= Wat Thung Setthi =

Buddhist temple in Khon Kaen province, Thailand

Wat Thung Setthi (วัดทุ่งเศรษฐี), located at Ban Nong Hai (Phralub subdistrict) near Mueang District of Khon Kaen province, is a relatively new Thai Buddhist temple near the Route 230 ring road. Wat Thung Setthi means Temple (of the) Millionaire's Field, implying that people who make merit here are, or will become, millionaires.

There is a temple of the same name in Bangkok and a ruined temple of that name in Sukhothai Province, located near the Ramnarong Gate outside the Si Satchanalai Historical Park.

== History of Wat Thung Setthi, Khon Kaen ==
Wat Thung Setthi is somewhat different from the typical Thai temple because of its white exterior with gold and blue accents, rather than the traditional gold and red temples seen throughout the Kingdom.

Its present address is Phra Lap, Mueang Khon Kaen District, Khon Kaen Province 40000. Its location is surrounded by rice fields as it sits in a still rural open atmosphere (being true to its name) from Khon Kaen City proper, which is about a 15-minute drive away. The wat grounds cover approximately 29 acres and its planning and construction began in 1999 by Luangta Oy. The developer was a strong supporter of the Dheravata Doctrine of Luangpu-Mon Puritatto to proclaim Buddhism to laypersons in northeast Thailand. According to Luangta Oy, the temple was not only built for worshippers to make merit but as a tribute to pay homage to the then living King Rama IX and the Chakri Dynasty. Major construction was completed in 2012.

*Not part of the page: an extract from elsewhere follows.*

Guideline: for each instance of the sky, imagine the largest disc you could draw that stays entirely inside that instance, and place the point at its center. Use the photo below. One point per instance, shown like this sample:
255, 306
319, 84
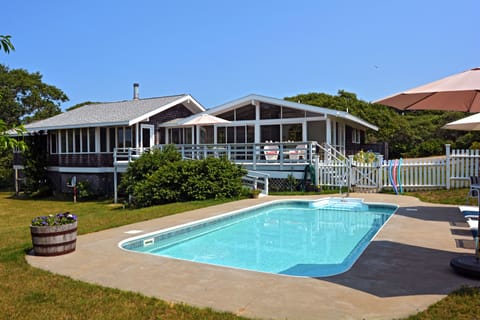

The site location was believed to be holy land where the three worlds of heaven, earth and the underworld (hell) intersect.

== Temple grounds and structures ==
The major structure on the grounds is the Maha Rattana Chedi Sri Trai Loka Dhatu which contains a relic of the Buddha, a crystal sacred lower right tooth and was the final major building dedicated in 2012. Since the chedi is located at the intersection of the three worlds, those who come to worship will pay respect to the three chedis of the three worlds simultaneously.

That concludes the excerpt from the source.